Apesar disso, quem procura por um emprego na cidade ainda enfrenta dificuldades. A dona de casa, Valéria de Fátima Pereira, reclama que até mesmo para atividades mais simples está difícil encontrar emprego. “Eu já entreguei 50 currículos em diferentes pontos da cidade e até hoje não fui chamada para nenhuma entrevista. Os empresários não estão dando oportunidade. E, como eu tenho uma família para sustentar estou vendendo latinha para gerar minha renda”, conta a dona de casa.
Os outros dois setores demonstraram desaceleração promovendo mais demissões do que contratações. O comércio teve saldo negativo de 9 vagas que foram fechadas após 845 demissões no mês, e não reabriram. O número de desligamento foi maior, devido ao índice de contratações que foi de 836. A construção também encerrou o mês com saldo negativo de 1 vaga a menos no setor. O resultado se deu devido os 242 desligamentos que foram maiores que as 241 admissões no setor.

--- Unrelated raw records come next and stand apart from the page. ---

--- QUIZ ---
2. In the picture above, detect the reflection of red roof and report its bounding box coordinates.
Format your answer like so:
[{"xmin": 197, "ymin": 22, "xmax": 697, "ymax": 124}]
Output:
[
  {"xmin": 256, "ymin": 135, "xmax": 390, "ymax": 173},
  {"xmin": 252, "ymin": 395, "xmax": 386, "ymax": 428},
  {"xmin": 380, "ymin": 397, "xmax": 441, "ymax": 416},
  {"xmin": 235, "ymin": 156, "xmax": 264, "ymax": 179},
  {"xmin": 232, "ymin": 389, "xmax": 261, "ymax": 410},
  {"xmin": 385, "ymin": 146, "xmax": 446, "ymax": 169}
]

Ainda de acordo com o Caged, das 108 novas vagas, 89 delas foram preenchidas por homens. As mulheres foram contratadas nas outras 19 oportunidades. Os dados mostram ainda que houve 1.537 demissões de homens nos setores e 1.448 desligamentos. Enquanto isso as mulheres foram responsáveis por 1.168 contratações e 1.149 demissões.
Quando se fala de desemprego, as dificuldades de inserção de jovens no mercado de trabalho estão entre os temas do debate. A legislação trabalhista brasileira permite o trabalho com 14 anos, na condição de aprendiz. Mas a categoria tende a sofrer mais para conseguir um emprego, por conta da falta de experiência profissional.
Para o estudante, João Rodrigues, Petrópolis dificulta ainda mais as chances para que os jovens sejam contratados. “Eu vim de Minas Gerais morar e percebo que a exigência de o estudante estar matriculado em uma escola, ou universidade, para conseguir um emprego, é muito maior. Deveriam existir maneiras de oferecer aos jovens oportunidades de obter experiência profissional, mesmo que ele já esteja formado no ensino médio ou não queira ou não possa fazer uma faculdade”, argumenta o jovem.
No estado do Rio de Janeiro, após dois meses de recuo, a criação de emprego formal subiu em março. Segundo o Caged, 195.171 postos de trabalho com carteira assinada foram abertos no último mês. A estatística foi liderada pelo setor de serviços, com a abertura de 122.323 postos, seguido pela construção civil, com 33.641 postos a mais. Em terceiro lugar, vem indústria de transformação, de extração e de outros tipos com a criação de 20.984 postos de trabalho.